J’adorerai rencontrer cet auteur car il est unique. Ses prises de vues à la Edward Hopper, cette solitude des êtres si bien filmée, ses cadrages dignes des grands peintres et cette direction artistique, tellement puissant !
Ses acteurs, ou plutôt ces gueules qui gardent les silences, les poses figées, ce mutisme souvent et cette capacité à n’être rien d’autre qu’un renoncement à toute forme d’espoir, à tout dialogue, à la vie elle même. Alors il n’y a pas d’effets spéciaux, pas d’acteurs connus, sûrement pas le budget des grandes productions mais c’est justement dans ce dénuement nécessaire que Kaurismaki nous saisit et nous émeut avec ses laissés pour compte. Son cinéma est sans artifice, en prise avec les vrais conflits intérieurs, la dureté de leur vie. Certains n’ont pas aimé le film d’après les commentaires mais c’est normal, ce cinéma est très particulier et sa beauté n’a pas l’ambition de séduire les habitués aux films commerciaux tapageurs. Celui-ci est en finesse, en vérité, en émotions et croyez-moi on y rit aussi beaucoup ! Vraiment du beau, du grand cinéma, une grande signature, monsieur Kaurismaki !
Déprimant et plus…
Mais…bien joué.
Sinistre!
Je sors du cinéma : franchement c’est une belle surprise. Des couleurs sublimes, une histoire fascinante, un arrière-plan de galère sociale (et plus loin de guerre), une histoire d’amour je-t-aime-moi-non-plus. Evidemment ça n’est pas un chef d’oeuvre qui va changer des vies, mais j’aime qu’on nous propose un cinéma de qualité où tout est travaillé, dosé, juste, où les paroles et les images disent juste ce qu’il faut.
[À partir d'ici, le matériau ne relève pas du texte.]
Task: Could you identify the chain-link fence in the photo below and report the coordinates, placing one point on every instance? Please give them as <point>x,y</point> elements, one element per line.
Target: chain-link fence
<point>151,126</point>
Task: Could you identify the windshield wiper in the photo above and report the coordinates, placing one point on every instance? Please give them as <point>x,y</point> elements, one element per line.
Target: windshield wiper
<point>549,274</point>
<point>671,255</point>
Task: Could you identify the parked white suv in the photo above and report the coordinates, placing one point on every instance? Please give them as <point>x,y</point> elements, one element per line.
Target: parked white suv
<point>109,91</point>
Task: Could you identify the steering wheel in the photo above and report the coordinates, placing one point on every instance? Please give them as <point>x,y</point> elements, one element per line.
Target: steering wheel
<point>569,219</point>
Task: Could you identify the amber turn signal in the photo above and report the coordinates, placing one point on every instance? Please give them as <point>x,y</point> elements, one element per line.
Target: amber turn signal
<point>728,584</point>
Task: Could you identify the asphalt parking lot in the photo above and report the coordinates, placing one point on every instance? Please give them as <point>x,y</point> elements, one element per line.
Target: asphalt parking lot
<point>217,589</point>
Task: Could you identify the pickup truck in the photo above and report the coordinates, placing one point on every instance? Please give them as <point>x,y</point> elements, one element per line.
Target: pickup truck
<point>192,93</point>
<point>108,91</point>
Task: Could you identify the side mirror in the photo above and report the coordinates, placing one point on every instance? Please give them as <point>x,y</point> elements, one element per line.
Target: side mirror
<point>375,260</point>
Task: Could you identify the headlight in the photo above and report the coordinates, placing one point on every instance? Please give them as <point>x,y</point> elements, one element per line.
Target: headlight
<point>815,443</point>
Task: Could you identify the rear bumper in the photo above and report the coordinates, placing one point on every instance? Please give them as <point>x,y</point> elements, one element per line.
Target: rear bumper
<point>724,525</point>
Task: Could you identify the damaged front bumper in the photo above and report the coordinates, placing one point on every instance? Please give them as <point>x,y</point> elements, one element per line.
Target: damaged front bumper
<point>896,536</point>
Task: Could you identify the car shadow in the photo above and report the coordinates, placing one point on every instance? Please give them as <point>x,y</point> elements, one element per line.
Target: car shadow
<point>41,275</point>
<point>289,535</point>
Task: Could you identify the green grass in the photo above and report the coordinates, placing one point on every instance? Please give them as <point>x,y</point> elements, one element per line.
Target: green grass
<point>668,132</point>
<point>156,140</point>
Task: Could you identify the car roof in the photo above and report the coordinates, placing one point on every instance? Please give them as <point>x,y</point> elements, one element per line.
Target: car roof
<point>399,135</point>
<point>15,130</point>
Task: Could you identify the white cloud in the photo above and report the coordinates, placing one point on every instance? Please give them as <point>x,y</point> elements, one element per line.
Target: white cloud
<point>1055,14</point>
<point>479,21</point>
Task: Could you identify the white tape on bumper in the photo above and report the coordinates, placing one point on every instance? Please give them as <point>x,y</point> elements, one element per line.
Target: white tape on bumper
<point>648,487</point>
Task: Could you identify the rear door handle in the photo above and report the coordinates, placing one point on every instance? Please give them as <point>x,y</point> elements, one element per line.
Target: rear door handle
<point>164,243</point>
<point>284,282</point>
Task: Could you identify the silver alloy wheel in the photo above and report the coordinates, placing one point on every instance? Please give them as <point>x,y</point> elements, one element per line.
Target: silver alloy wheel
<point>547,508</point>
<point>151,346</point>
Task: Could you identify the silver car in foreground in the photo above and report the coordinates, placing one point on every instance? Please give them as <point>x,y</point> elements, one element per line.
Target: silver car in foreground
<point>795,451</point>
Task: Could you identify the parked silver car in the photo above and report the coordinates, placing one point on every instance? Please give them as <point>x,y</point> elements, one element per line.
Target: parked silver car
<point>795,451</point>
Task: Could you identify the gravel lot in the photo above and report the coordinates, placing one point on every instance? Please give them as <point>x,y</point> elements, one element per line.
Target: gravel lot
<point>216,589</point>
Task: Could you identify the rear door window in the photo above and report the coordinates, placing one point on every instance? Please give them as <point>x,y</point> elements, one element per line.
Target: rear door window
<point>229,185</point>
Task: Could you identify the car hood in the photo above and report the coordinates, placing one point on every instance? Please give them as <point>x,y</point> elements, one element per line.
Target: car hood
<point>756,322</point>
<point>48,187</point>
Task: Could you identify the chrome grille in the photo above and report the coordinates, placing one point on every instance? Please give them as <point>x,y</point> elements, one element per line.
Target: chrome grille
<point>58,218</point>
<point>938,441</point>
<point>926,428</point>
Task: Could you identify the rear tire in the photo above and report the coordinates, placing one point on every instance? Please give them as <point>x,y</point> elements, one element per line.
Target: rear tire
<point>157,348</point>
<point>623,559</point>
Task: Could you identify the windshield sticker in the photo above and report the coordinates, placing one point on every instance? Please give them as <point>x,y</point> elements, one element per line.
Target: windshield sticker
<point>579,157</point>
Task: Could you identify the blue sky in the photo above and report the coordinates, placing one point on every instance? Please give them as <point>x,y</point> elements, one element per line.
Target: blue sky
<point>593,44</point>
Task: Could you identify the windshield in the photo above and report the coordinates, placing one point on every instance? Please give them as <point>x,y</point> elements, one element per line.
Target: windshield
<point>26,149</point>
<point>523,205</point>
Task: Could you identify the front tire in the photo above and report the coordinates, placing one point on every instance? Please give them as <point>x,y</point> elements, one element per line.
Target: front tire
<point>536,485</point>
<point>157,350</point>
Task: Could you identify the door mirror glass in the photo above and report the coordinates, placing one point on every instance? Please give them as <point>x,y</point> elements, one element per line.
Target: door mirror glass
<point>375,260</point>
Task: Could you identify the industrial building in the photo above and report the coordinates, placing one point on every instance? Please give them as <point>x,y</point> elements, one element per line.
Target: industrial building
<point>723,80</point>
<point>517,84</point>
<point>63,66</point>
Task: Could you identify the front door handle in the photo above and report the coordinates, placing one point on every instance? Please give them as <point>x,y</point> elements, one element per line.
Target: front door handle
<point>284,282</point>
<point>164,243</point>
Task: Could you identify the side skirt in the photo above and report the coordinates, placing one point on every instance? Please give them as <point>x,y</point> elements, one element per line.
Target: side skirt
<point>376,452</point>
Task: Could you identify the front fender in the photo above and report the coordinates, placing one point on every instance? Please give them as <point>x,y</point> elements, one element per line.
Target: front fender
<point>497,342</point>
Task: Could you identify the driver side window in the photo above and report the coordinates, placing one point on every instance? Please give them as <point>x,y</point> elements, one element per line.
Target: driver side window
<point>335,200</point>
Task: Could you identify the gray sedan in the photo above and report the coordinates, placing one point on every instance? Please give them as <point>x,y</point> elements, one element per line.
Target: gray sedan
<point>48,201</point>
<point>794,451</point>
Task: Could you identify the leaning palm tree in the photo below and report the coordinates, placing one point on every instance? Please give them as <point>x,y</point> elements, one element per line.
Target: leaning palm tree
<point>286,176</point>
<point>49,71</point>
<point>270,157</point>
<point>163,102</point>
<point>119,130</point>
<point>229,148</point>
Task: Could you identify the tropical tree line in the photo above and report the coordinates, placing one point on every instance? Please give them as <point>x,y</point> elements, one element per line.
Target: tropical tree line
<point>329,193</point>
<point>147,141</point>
Un film pas désagréable mais désespérément quelconque, déjà fait ailleurs et en mieux. Étonnant de voir toutes ces éloges et le prix d’y jury pour ça. On dirait un film d’étudiant, mais un étudiant boomer. Dommage car j’en attendait beaucoup.
Kaurismaki c’est l’oncle de la famille , un peu pété, un peu seul
toujours déprimé mais avec une once d’humour désespéré
15 min après la fin de ce film on aura tout oublié…pas grave l’oncle K reviendra
& recommencera encore & encore …
Je vais enfin au cinéma
@morcar
T’es sérieux ? La VF ?
Très bonne surprise ce film. Je découvre le réalisateur avec cette sortie et je vais à l’avenir découvrir le reste de sa filmo car j’ai beaucoup aimé.
Merci pour votre article qui m’a permis de ne pas passer à côté de ce petit bijou ! Vu hier dans un ciné d’art et d’essai : un régal.